Enquêtes judiciaires en cours

Concernant les décès inexpliqués, le Parquet d’Épinal a ouvert une information judiciaire « contre X pour homicide involontaire » et le Procureur de la République, Frédéric Nahon, a saisi des juges d’instruction. Les enquêtes devront permettre de clarifier s’il y a eu des erreurs médicales ou non dans les différents dossiers.

De son côté, la direction de l’hôpital de Remiremont s’est dite « désolée de la situation ». Son directeur, Dominique Cheveau, a déclaré que les patientes avaient bénéficié d’une « prise en charge selon les règles de l’art » par une « équipe chirurgicale chevronnée ». Et de conclure : « Nous ne demandons qu’à comprendre ce qui s’est passé ».
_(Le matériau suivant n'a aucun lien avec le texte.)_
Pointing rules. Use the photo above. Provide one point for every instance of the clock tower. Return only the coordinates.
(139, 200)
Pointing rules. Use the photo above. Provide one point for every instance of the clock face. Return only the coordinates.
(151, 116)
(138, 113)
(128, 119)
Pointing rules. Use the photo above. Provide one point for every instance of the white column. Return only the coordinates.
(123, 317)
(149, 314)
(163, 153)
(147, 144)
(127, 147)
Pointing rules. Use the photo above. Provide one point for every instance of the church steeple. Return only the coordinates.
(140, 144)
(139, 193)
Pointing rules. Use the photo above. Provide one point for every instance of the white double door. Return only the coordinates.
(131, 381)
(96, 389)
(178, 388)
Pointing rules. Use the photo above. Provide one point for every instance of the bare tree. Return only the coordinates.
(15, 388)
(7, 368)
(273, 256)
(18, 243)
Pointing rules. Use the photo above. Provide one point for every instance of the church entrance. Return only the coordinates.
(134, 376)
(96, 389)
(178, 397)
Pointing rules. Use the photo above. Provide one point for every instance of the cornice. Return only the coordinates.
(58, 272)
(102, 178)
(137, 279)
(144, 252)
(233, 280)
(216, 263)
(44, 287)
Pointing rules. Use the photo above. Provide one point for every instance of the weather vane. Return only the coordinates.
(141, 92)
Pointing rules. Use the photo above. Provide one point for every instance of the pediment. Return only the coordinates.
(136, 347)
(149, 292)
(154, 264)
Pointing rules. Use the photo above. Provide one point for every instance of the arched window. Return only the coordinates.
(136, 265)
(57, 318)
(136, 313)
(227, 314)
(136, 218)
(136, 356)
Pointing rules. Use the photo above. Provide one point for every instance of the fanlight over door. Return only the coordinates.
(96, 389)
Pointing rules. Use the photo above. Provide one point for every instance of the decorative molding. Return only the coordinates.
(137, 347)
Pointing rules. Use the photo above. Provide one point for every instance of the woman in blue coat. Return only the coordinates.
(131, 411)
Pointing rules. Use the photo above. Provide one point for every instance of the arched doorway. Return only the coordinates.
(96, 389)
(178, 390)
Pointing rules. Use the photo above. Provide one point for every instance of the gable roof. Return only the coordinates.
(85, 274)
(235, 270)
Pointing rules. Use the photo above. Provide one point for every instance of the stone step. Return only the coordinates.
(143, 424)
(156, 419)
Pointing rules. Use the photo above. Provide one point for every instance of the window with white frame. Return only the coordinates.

L’affaire risque toutefois de s’alourdir. En effet, plusieurs familles ont contacté Me Risacher ces derniers jours pour lui rapporter des cas similaires de décès suspects à l’hôpital (et pas uniquement à Remiremont). Même si, après examen, tous n’aboutiront pas à des dépôts de plaintes, il est fort probable cependant que la liste des plaignants augmente.